Termination of lease despite service
of inaccurate irritancy notice
In June 2003 a liquidator was appointed to SRMC, tenants at
Abbey Business Centre in Paisley whose lease obligations had
been personally guaranteed by Mr Freeman. The Landlord
immediately gave notice that the leases were terminated under
the irritancy clauses on the basis of the appointment of a
receiver. The reference to “a receiver” was an error and the
Landlord’s and the liquidator wrote challenging the validity
of the notice. Subsequent correspondence followed during which
the Landlord and the liquidator agreed terms for access to the
unit. Having finally obtained legal advice, the Landlord then
indicated that he now accepted the notice was invalid and thus
sought to recover from the Guarantor rent and other claims due
in terms of (as he argued) the continuing leases. Not
surprisingly the Guarantor argued that the leases had indeed
terminated on service of the notice and that he had no
liability for rent or other obligations occurring
thereafter.
Lord Eassie rejected the Landlord’s argument that
the notice was invalid given the reference to “a
receiver”,refusing to accept that the landlord could use his
own uninduced error to argue that the notice was invalid. The
question was therefore whether agreement had been reached
between Landlord and liquidator that the leases were to
continue. The Guarantor argued that, since the leases had been
terminated, any agreement after that would in effect require
to be treated as the creation of a new lease, to which he was
not guarantor. Lord Eassie rejected that, finding that if an
agreement was demonstrated in evidence, then the original
leases simply continued.
He found that no agreement had been reached between the
parties to continue the leases. The mere allowance onto the
property of the liquidator’s staff, on clearly independently
agreed terms, did not constitute affirmation of the existence
of the leases, nor waiver of the Landlord’s right to enforce
the notice he himself had served (a notice which at that point
he had not yet accepted to be invalid). The leases had been
terminated by the notice served and the obligations of the
guarantor would therefore cease at the date of the notice.
Sheila
Webster , Head of our
Property Dispute Resolution Team comments:
Mistakes in an irritancy notice can be fatal given the
serious consequences for the tenant of the notice and Courts
interpret such notices strictly. Without realising it, the
Landlord here inadvertently released the Guarantor from
continuing obligations under the leases – something which it
can be all too easy to do. Taking advice as early as possible
in the process is therefore vital for all landlords.

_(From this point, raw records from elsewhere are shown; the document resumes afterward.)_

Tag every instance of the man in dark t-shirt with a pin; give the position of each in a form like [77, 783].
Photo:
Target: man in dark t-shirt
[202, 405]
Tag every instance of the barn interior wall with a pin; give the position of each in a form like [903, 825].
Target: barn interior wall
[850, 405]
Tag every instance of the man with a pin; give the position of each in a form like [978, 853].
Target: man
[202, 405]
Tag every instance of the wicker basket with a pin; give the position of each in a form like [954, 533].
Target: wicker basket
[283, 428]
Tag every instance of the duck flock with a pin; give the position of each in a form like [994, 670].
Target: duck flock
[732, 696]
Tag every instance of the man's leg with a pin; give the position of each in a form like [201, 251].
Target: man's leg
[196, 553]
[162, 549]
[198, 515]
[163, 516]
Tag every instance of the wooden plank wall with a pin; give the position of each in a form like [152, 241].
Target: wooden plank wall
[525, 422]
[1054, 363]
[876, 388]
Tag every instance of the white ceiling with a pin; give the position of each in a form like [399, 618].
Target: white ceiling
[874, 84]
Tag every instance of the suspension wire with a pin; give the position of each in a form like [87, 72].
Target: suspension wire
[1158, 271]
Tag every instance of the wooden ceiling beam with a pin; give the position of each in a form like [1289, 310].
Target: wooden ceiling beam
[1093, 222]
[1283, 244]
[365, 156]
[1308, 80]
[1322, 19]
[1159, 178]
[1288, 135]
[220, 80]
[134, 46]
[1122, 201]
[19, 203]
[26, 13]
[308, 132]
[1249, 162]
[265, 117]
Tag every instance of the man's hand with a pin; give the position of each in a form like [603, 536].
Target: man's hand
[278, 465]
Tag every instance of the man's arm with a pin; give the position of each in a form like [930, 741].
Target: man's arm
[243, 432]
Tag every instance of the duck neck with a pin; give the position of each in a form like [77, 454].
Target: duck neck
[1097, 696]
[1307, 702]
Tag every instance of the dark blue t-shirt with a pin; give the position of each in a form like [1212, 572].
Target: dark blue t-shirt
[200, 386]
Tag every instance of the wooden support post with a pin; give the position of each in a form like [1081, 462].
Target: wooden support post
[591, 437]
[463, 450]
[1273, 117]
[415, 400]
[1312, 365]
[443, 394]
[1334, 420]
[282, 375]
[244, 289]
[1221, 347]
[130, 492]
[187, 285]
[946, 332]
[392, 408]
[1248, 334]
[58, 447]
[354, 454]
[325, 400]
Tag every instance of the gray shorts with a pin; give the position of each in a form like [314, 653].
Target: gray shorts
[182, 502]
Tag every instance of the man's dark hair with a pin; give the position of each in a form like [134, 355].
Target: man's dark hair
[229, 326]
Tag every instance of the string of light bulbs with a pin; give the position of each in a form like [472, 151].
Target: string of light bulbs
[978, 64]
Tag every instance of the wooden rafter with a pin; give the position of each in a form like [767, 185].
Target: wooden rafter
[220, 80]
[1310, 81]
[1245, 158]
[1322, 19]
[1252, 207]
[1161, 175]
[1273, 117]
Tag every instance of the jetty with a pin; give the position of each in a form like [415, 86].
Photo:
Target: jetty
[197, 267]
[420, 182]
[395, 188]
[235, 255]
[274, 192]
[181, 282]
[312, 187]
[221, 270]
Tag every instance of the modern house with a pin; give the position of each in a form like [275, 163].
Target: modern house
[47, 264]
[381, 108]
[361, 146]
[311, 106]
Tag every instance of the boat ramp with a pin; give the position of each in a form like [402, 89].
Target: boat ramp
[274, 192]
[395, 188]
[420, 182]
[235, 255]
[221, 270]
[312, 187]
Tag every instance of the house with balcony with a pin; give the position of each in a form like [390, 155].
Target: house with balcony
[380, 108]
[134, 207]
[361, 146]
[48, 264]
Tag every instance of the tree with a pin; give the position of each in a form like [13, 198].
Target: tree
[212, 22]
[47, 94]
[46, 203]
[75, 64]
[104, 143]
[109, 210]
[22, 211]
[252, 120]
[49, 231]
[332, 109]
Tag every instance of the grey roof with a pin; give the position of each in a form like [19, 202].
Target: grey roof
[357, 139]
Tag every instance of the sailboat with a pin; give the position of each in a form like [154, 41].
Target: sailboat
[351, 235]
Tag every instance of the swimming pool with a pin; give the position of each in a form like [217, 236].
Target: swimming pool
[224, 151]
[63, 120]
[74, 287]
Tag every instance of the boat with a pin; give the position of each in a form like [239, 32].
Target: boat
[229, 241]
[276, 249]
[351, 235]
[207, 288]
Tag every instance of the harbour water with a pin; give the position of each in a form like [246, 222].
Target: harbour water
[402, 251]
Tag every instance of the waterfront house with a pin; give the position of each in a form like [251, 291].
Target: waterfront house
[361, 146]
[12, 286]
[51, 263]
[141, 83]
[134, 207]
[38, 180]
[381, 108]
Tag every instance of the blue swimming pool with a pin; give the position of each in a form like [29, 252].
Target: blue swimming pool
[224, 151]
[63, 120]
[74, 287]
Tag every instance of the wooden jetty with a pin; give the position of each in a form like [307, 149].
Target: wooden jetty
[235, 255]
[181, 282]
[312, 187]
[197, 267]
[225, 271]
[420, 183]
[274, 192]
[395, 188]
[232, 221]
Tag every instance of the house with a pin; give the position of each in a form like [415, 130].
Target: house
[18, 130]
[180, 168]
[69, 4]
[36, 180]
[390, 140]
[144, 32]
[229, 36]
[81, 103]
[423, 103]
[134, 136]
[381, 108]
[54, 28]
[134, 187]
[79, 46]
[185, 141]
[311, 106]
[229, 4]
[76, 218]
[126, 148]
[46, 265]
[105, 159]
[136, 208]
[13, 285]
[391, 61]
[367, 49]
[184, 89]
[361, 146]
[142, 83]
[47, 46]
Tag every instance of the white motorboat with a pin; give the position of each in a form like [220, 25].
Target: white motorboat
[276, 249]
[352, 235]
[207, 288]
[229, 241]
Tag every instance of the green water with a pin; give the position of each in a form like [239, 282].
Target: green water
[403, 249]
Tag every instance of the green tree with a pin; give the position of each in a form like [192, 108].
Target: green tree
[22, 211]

The case is also interesting in demonstrating the need to
be clear from the outset as to your objectives. Lord Eassie
makes it very clear that a landlord exercising his right to
irritate a lease cannot then simply say that he chooses not to
stand by what he has done. He can only do so if the tenant
agrees to continue the relationship. It is important to
remember that the notice here was one of immediate termination
(since the tenant could not “remedy” the appointment of the
liquidator). I can see no reason why a landlord may not, if he
chooses to do so, serve a letter warning of the possibility of
termination of the lease if, for example, payment of
outstanding rent is not made within a 14 day period, yet not
proceed to actually terminate. However, if he takes that
second step, or in the case of a breach of the lease which the
tenant cannot remedy, seeks to immediately terminate the
lease, he may not be able to come back from that. Even if he
subsequently changes his mind about what he wants to do, he
will need clear evidence of an agreement with the tenant that
the lease continues. Landlords need to be clear about what
they want to achieve, taking advice on reletting options, the
enforcement of guarantees and such matters, before any notices
are served.
Case referred to:
Marcus Dean trading as Abbey Mill Business Centre v
Tony Russell Freeman
The full text of both of the decisions arising out of this
matter is available from the Scottish Courts Website at :
http://www.scotcourts.gov.uk/opinions/CA111.html
(No.1)
http://www.scotcourts.gov.uk/opinions/2005CSOH75.html
(No2.)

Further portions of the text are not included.